Quisiera pedirte, si fuese posible, que le anules las firmas a aquellos que no paran de declarar guerras, sometimientos, y, grandes toneladas de dolor, a niños y grandes en diferentes partes del mundo. Entiendo que no es sencillo. Pero con que logres entrar en una de esas cabezas me conformaría.
Ojalá, puedas alegrarle el día a una de las tantas mujeres maltratadas, a los chicos que sufren la violencia de manos de sus padres, y a aquellos abuelos que están solos, inentendidos, y abandonados.
Llevale algo a todos los nenes, mujeres y hombres que están esta noche en la calle, algo, por más chiquito que sea. Siempre les va a venir bien.
Y a ver si sólo por hoy tenés en cuenta a la gente que pa´festejar, termina quemada por la pirotecnia.
A nuestro país le podrías traer una bolsa llena de comprensión, un librito que enseñe a no utilizar la violencia en cualquiera de sus formas. Y justicia, que casi no tenemos.
Para los gobiernos, un paquetito de humanidad, un par de lentes, y un arca gigante pa que dejen lo que se roban, entonces, se lo podríamos mandar a los chicos que mueren de hambre.
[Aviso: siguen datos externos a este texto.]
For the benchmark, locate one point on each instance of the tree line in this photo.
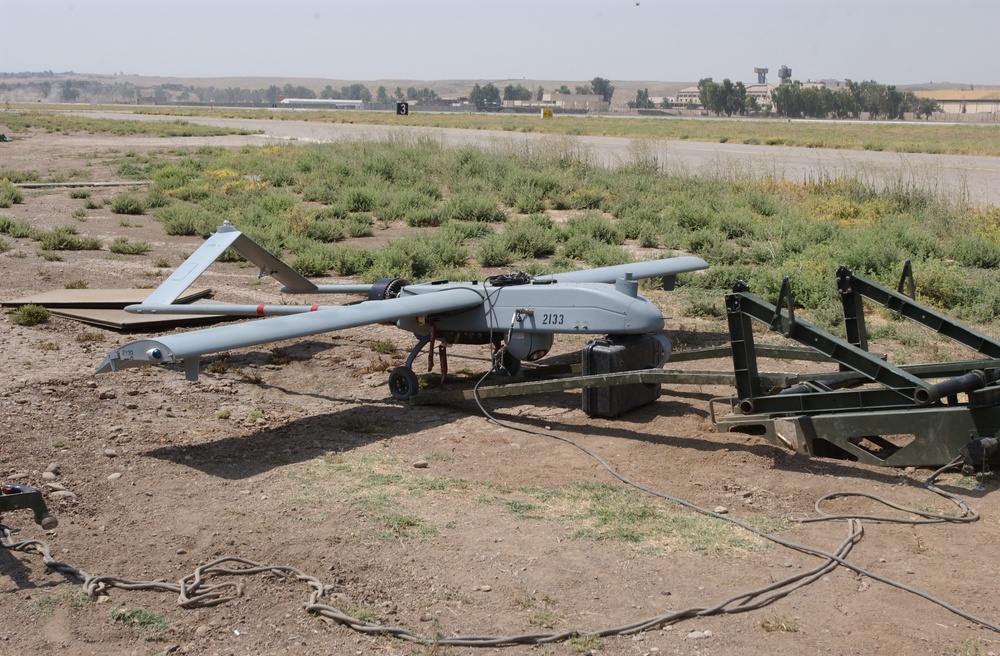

Lo mismo podrías hacer con el Vaticano. Alimentaríamos a muchos más.
Para mí, no te pido nada, solo la tranquilidad de saber que no estoy equivocada, que vale la pena creer en las utopías, en la no agresión, y en el respeto por la diversidad. Y dejes mi locura intacta por que sin ella no sería yo, y es la que me permite, darle una vuelta de rosca, de manera creativa, a la mediocridad que tanto me afecta. Que me mantengas los cariños que he sabido conquistar, y que la violencia, quede del lado de afuera, en la puerta de mi casa, lo más lejos posible, como hasta ahora.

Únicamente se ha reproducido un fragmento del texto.